ГЛАВА ХLII
— Милый мальчик, и вы, товарищ Пипа, я не стану рассказывать вам мою жизнь, как в книжках пишут или в песнях поют, а объясню все коротко и ясно, чтобы вы сразу меня поняли. Из тюрьмы на волю, а с воли в тюрьму, и опять на волю, и опять в тюрьму, — вот и вся суть. Так и шла моя жизнь, пока меня не услали на край света, — это после того, как Пип сослужил мне службу.
Чего-чего надо мной не делали — только что вешать не пробовали. Под замком держали, точно серебряный чайник. Возили с места на место, то из одного города выгоняли, то из другого, и в колодки забивали, и плетьми наказывали, и травили, как зайца. Где я родился, о том я знаю не больше вашего. Первое, что я помню, это как где-то в Эссексе репу воровал, чтобы не помереть с голоду. Кто-то сбежал и бросил меня — какой-то лудильщик — и унес с собой жаровню, так что мне было очень холодно.
Я знал, что фамилия моя Мэгвич, а наречен Абелем. Вы спросите, откуда знал? А откуда я знал, что вот эта птица зовется снегирь, а эта — воробей, а эта — дрозд? Я бы мог и так рассудить, что, мол, все это враки, но птичьи-то имена оказались правильные, значит, скорее всего, и мое тоже.
И кто, бывало, ни встретит этого мальчишку Абеля Мэгвича, оборванного и голодного, сейчас же пугается и либо гонит его прочь, либо хватает и тащит в тюрьму. До того часто меня хватали, что я с малых лет и воли-то почти не видел.

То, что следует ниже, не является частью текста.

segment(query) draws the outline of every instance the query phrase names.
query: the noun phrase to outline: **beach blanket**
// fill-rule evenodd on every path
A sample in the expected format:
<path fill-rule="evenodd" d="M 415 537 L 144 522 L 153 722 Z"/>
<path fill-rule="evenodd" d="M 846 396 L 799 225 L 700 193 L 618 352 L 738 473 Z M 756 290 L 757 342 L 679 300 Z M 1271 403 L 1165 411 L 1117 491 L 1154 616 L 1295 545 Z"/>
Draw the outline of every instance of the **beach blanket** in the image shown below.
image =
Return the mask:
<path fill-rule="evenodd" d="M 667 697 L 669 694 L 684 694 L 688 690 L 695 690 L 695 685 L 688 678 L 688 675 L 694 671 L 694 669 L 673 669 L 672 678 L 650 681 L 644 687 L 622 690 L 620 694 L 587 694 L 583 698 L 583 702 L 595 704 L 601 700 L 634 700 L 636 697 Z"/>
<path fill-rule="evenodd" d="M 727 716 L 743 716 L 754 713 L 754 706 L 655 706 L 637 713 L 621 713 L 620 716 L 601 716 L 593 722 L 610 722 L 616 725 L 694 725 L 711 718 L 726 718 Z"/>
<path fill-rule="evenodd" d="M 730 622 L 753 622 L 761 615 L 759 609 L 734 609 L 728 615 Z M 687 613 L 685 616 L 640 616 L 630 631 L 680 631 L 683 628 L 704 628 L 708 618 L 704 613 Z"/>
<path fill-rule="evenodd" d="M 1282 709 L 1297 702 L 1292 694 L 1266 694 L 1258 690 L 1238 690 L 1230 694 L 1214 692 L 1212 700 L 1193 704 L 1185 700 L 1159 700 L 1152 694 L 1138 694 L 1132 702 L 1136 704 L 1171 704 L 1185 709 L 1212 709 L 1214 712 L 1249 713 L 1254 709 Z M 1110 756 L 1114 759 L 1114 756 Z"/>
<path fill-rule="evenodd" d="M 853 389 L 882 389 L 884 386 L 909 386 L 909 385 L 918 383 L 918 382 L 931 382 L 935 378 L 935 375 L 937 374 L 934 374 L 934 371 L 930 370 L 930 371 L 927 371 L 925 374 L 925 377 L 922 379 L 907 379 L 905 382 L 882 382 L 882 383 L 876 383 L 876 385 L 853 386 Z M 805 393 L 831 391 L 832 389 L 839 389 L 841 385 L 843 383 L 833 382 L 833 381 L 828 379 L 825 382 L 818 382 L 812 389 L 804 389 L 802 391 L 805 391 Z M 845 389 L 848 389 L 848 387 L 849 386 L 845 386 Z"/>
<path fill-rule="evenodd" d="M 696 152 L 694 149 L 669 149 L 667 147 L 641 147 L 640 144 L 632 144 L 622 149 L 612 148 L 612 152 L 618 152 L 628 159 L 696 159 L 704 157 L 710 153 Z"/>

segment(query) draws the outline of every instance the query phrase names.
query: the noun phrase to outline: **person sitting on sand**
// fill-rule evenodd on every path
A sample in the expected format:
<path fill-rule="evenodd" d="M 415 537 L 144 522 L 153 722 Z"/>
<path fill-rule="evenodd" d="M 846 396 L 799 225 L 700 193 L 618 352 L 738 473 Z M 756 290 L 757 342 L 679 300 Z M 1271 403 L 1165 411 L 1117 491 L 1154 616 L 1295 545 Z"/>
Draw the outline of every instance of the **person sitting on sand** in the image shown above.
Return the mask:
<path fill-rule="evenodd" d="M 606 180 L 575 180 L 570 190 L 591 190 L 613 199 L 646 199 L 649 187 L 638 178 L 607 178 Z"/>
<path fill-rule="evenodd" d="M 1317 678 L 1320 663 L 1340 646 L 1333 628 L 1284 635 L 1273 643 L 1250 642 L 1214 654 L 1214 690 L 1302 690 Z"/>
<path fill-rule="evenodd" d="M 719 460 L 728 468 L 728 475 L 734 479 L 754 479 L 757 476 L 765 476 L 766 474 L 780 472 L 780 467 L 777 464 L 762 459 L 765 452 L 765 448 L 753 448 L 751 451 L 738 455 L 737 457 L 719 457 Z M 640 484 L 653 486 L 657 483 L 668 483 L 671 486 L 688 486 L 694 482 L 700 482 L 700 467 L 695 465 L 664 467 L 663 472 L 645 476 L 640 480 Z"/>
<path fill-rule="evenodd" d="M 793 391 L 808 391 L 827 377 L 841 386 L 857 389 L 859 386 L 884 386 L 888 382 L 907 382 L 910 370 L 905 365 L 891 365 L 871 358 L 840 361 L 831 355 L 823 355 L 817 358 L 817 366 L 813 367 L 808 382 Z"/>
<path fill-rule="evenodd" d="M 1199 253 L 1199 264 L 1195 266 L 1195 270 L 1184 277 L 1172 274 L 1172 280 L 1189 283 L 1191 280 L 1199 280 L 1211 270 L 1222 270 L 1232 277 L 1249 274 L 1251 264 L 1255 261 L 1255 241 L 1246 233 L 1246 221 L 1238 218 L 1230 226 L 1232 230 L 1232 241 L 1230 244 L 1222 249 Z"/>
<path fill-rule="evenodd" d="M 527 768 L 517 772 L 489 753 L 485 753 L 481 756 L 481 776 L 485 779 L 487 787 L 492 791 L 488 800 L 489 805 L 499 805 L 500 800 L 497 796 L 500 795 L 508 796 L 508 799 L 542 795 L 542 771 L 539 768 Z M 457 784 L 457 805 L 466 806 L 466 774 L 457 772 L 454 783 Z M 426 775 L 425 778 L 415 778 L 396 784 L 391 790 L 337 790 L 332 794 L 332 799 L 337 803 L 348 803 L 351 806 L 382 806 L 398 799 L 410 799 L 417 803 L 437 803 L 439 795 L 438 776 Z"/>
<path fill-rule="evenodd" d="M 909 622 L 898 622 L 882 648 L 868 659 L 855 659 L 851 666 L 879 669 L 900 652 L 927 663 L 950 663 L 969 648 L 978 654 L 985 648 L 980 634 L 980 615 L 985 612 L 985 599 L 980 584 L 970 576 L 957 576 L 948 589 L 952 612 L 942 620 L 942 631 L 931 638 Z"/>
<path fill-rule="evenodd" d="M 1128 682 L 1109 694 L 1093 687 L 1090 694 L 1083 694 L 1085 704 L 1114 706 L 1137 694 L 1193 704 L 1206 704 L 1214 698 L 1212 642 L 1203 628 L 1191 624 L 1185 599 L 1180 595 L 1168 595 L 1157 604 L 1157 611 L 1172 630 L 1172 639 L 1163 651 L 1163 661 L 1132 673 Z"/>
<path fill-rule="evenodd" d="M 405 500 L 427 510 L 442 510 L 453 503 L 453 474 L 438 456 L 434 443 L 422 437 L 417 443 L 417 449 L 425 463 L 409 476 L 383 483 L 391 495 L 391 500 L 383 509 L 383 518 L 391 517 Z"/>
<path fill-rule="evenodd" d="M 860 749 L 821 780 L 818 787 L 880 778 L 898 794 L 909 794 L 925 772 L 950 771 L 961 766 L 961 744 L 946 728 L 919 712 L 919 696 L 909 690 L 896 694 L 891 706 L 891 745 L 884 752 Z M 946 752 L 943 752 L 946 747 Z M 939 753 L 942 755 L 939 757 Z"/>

Так вот и получилось, что я еще совсем маленьким оборвышем был, таким жалким, что, кажется, глядя на него, сам бы заплакал (правда, в зеркало я не гляделся, я и в домах таких не бывал, где зеркала водятся), а меня уже стали считать неисправимым. Бывало, придут в тюрьму посетители, так им первым делом меня показывают: «Этот вот, говорят, неисправимый. Так и кочует из тюрьмы в тюрьму». Те на меня удивляются, а я на них, а некоторые обмеряли мне голову, — лучше бы они мне живот обмерили, — а другие дарили душеспасительные книжки, которые я не мог прочесть, и говорили всякие слова, которые я не мог понять. И все, бывало, толкуют мне про дьявола. А какого дьявола? Жрать-то мне надо было или нет?.. Впрочем, это я недостойные слова сказал, я ведь знаю, как надо говорить с джентльменами. Милый мальчик, и вы, товарищ Пипа, не бойтесь, больше этого не будет.
Я бродяжил, попрошайничал, воровал, когда удавалось — работал, только это бывало не часто, потому что кому же захочется давать такому работу, вам и самим бы, наверно, не захотелось; был понемножку и браконьером, и батраком, и возчиком, и косцом, и коробейником — словом, всего понемножку испробовал, с чего барыш невелик, а неприятностей не оберешься, и стал я взрослым мужчиной. В придорожной харчевне какой-то беглый солдат, который прятался в куче картошки, научил меня читать. А писать научил странствующий великан, он продавал свои подписи на ярмарках по пенсу штука. Теперь меня уже не так часто сажали за решетку, но все же тюремщикам хватало со мной работы.
Тому назад с лишком двадцать лет познакомился я на скачках в Эпсоме с одним человеком, — будь он сейчас здесь, я бы ему вот этой кочергой череп расколол, не хуже ореха. Звали его Компесон; и это тот самый человек, мой мальчик, которого я на твоих глазах измолотил в канаве, — ты правильно рассказал про это твоему товарищу вчера вечером, когда я ушел.
Этот Компесон строил из себя джентльмена, да и правда, учился он в богатом пансионе, был образованный. Говорить умел, как по писаному, и замашки самые барские. К тому же собой был красавец. Я увидел его в первый раз накануне главных скачек на поле возле ипподрома в одном балагане, где я и до того бывал. Он сидел за столом с целой компанией, и хозяин (он меня знал, хороший был парень) вызвал его и говорит: «Вот этот человек вам, думаю, подойдет», — это я то есть.
Компесон поглядел на меня очень зорко, а я на него. Вижу — у него часы с цепочкой, и перстень, и булавка в галстуке, и одет хоть куда.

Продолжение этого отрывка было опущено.